Teardown: Apple Watch Ultra | E&T Magazine

2022-12-08 12:01:47 By : Ms. Ada chen

Does Apple’s hardcore timepiece highlight the need for manufacturers to take a hard look at manufacturing outside China?

At £849 in the UK, the Apple Watch Ultra is a beast of a flagship product that packs in a lot of impressive engineering.

Cupertino’s new timepiece has a titanium case, submerged dive computer functionality to a depth of 100m (with the software due to launch as this article went to press), dual-frequency GPS for precise location, and dedicated bands for whether you are a hiker, a runner or a diver.

An action button makes it easy to, say, mark laps or other repeated sequences. Metrics in the activity programme are much more specific and greater in number. Battery life is 36 hours, enough for most ‘adventures’. And Watch Ultra has been manufactured to meet the MIL-STD 810H standard, meaning it should work in more extreme and hazardous conditions.

If other smartwatches sit on your wrist as a reminder of the exercise you should be taking, the Watch Ultra is explicitly for those who do. If fashion is your thing, buy the Apple Watch Hermes instead.
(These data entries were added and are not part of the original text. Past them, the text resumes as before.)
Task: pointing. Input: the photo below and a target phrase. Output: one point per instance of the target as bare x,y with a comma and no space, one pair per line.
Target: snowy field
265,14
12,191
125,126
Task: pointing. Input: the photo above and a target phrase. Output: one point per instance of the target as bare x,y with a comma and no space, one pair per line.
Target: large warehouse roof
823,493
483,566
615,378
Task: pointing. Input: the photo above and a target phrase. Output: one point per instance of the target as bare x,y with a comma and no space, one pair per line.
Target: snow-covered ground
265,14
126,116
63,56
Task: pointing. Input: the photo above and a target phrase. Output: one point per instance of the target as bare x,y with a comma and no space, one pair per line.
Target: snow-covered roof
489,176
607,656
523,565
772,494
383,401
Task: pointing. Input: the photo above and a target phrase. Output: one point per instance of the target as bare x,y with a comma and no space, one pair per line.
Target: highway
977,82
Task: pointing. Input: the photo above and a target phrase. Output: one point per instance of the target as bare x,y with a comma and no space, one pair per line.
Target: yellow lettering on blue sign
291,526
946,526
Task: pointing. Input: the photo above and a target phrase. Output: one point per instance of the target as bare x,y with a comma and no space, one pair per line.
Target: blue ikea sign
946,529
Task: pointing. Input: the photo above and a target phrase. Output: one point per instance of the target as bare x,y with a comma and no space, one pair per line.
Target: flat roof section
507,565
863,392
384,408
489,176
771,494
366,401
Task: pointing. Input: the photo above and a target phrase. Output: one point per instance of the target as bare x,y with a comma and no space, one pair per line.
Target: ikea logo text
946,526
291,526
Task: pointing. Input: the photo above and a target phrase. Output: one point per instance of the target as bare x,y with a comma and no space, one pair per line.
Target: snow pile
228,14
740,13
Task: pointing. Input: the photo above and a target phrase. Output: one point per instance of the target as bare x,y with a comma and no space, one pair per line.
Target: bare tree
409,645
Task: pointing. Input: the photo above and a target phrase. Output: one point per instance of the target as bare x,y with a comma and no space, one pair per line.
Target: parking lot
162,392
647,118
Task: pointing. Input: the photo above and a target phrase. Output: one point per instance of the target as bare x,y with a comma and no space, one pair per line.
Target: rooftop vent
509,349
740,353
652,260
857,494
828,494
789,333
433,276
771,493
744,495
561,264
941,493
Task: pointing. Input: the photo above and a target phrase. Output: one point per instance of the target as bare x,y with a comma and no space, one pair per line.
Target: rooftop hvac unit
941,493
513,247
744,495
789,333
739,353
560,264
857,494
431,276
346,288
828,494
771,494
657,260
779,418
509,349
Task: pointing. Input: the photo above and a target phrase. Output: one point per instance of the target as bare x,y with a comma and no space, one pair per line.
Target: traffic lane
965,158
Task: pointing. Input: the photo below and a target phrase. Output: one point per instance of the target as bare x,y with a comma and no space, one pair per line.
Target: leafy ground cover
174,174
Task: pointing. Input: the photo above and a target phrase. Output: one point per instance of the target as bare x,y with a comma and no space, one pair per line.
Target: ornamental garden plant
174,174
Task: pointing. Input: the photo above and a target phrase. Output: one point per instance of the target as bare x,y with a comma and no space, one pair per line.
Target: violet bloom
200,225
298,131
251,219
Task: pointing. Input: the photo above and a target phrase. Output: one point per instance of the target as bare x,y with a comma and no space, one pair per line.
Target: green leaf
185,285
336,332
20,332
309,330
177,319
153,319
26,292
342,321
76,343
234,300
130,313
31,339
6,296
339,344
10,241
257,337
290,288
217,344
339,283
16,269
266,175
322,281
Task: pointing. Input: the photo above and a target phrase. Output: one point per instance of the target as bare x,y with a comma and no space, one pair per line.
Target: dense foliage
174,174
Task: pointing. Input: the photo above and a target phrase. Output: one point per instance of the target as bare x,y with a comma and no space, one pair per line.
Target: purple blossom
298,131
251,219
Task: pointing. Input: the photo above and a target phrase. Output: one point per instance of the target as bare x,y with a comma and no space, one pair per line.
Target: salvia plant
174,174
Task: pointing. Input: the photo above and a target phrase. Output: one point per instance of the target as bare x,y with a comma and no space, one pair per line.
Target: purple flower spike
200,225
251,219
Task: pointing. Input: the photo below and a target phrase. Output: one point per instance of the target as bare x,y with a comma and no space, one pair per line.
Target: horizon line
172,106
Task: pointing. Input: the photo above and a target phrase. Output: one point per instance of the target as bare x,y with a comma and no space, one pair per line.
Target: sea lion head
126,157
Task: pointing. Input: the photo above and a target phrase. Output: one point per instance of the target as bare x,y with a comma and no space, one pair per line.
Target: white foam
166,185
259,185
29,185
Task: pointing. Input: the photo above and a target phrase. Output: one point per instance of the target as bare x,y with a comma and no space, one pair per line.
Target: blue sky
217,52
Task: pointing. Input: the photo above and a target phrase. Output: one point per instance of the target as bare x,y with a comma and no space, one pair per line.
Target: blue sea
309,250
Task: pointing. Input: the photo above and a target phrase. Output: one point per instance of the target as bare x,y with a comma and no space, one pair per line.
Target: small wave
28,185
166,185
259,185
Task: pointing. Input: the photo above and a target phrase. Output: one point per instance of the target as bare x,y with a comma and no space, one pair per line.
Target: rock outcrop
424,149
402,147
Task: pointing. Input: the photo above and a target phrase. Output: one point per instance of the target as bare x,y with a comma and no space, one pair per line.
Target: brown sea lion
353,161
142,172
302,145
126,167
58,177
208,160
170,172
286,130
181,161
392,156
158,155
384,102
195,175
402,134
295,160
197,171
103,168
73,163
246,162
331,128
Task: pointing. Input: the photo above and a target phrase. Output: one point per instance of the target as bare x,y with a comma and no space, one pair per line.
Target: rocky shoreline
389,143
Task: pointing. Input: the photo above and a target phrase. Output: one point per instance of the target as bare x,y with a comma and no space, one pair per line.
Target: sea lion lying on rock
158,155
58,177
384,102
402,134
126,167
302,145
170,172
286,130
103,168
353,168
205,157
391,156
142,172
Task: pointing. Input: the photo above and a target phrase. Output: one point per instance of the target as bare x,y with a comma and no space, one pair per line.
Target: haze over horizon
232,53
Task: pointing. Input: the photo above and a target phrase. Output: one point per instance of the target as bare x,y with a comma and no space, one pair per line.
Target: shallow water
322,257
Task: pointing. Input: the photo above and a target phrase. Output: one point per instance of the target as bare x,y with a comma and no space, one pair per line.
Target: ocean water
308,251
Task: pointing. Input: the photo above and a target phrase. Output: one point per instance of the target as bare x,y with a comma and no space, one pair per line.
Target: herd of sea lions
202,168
An iFixit teardown found that Apple appears again to be taking more steps also towards greater repairability. The ceramic back panel is attached with Pentalobe screws and removal gives access to the system-in-package (based around an S8, 64-bit dual-core processor derived from iPhone chips) and the sensor array.
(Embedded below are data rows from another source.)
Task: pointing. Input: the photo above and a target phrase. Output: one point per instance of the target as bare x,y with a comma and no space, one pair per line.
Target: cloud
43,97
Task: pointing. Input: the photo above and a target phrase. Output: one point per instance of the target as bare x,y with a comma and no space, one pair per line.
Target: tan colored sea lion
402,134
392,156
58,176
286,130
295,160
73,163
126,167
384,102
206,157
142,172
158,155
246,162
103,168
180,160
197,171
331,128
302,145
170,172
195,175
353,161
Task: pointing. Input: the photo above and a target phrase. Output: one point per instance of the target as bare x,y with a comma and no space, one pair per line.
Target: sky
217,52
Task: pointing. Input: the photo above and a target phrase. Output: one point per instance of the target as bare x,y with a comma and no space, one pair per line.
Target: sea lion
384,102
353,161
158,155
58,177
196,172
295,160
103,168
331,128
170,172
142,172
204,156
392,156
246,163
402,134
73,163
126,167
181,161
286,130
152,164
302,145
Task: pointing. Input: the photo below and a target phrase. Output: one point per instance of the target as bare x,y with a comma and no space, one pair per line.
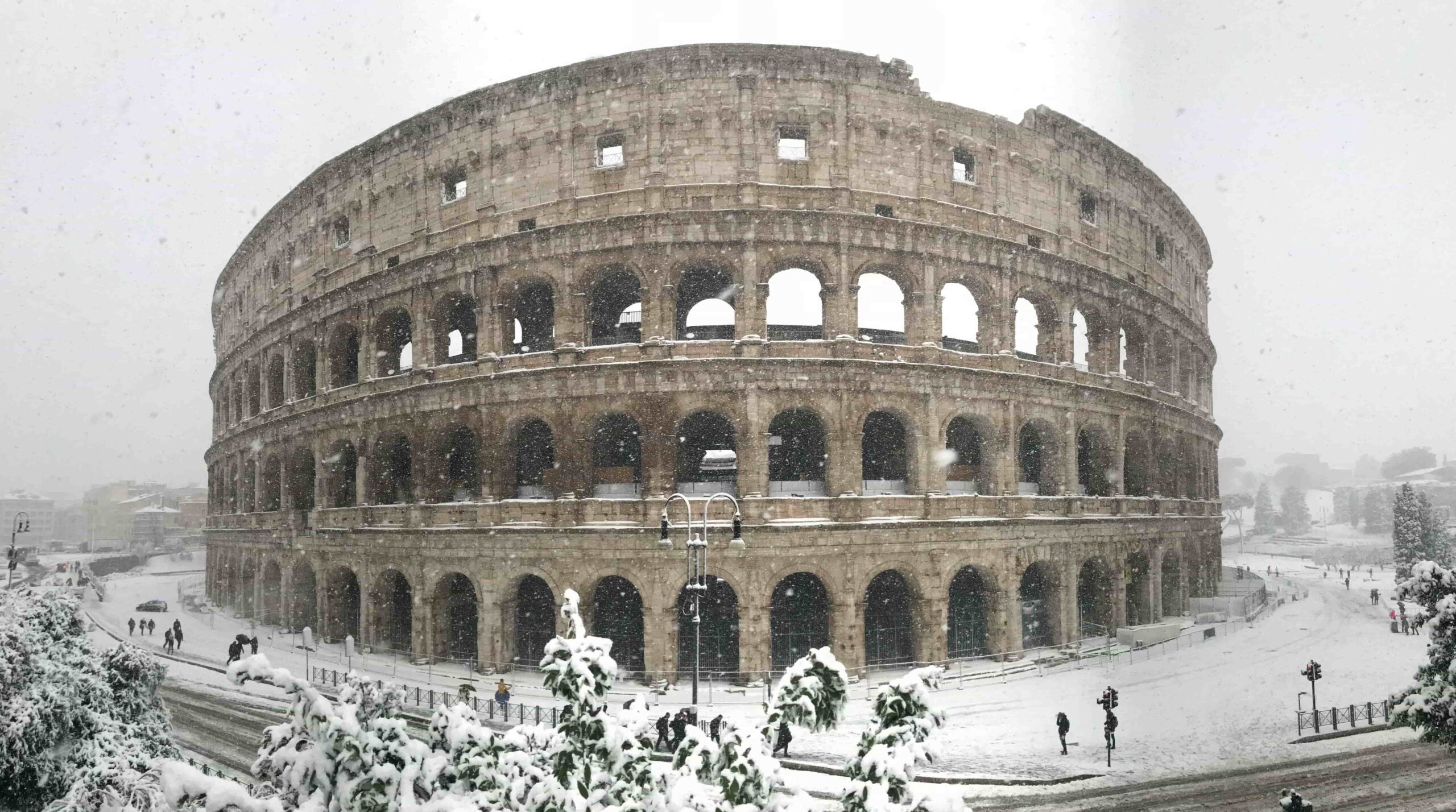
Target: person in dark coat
661,732
783,740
Unfortunately, replacing the battery and the taptic engine means going in through the face screen. This is easier than for earlier iterations of Watch, but not that easy and still risks breaking the display.

“The seams are tight, the prying angle steep, the risk of separating the display from the glass: high. And yes, you need to open from this side to get to the still-consumable battery,” notes iFixit’s Sam Goldheart. “We’re all for a more accessible rear sensor, but if we had to pick easy access to one component it would absolutely be the battery.”

However, that battery is now encased in metal, better for ruggedness and making replacement easier (it too is attached with screws, not glue) once you get inside.

Also, going back to the rear, opening it is effectively impossible without destroying a gasket that gives the Watch Ultra dive functionality. Repairs must be undertaken very carefully. A new gasket will be essential.

Nevertheless, Watch Ultra marks an improvement in terms of access, even if major obstacles remain. It also features some remarkable engineering given the target market and form factor (necessarily larger than standard Watches but still ergonomically designed to sit surprisingly lightly on the wrist). This extends through to the titanium frame.

“It’s really impressive on its own. The machining and attention to detail on these antenna pass-throughs and precision component cut-outs – it’s just gorgeous,” says iFixit’s Shahram Mokhtari.

Recent events suggest that repairability may not have been the only thing on Apple’s mind when it comes to the design choices made around Watch Ultra. The modular design and use of screws over glue will probably make assembly easier – and thus make it easier for Apple to adopt new sources for its manufacture.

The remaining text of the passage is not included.